Poly(ADP-ribose) polymerase (PARP)-1-independent apoptosis-inducing factor (AIF) release and cell death are induced by eleostearic acid and blocked by alpha-tocopherol and MEK inhibition

Poly(ADP-ribose)polymerase-1 (PARP-1) is thought to be required for apoptosis-inducing factor (AIF) release from mitochondria in caspase-independent apoptosis. The mechanism by which AIF is released through PARP-1 remains unclear. Here, we provide evidence that PARP-1-independent AIF release and cell death are induced by a trienoic fatty acid, alpha-eleostearic acid (alpha-ESA). Alpha-ESA induced the caspase-independent and AIF-initiated apoptotic death of neuronal cell lines, independently of PARP-1 activation. The cell death was inhibited by the MEK inhibitor U0126 and by knockdown of MEK using small interfering RNA. However, inhibitors for JNK, p38 inhibitors, calpain, phospholipase A(2), and phosphatidylinositol 3-kinase, did not block cell death.
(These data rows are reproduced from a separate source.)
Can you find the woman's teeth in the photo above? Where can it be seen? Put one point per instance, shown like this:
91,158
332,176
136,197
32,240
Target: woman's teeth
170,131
AIF was translocated to the nucleus after the induction of apoptosis by alpha-ESA in differentiated PC12 cells without activating caspase-3 and PARP-1. The alpha-ESA-mediated cell death was not inhibited by PARP inhibitor 3,4-dihydro-5-[4-(1-piperidinyl)butoxyl]-1(2H)-isoquinoline and by knockdown of PARP-1 using small interfering RNA. Unlike N-methyl-N'-nitro-N-nitrosoguanidine treatment, histone-phosphorylated histone 2AX was not phosphorylated by alpha-ESA, which suggests no DNA damage. Overexpression of Bcl-2 did not inhibit the cell death. alpha-ESA caused a small quantity of superoxide production in the mitochondria, resulting in the reduction of mitochondrial membrane potential, both of which were blocked by a trace amount of alpha-tocopherol localized in the mitochondria. Our results demonstrate that alpha-ESA induces PARP-1-independent AIF release and cell death without activating Bax, cytochrome c, and caspase-3. MEK is also a key molecule, although the link between ERK, AIF release, and cell death remains unknown. Finding molecules that regulate AIF release may be an important therapeutic target for the treatment of neuronal injury.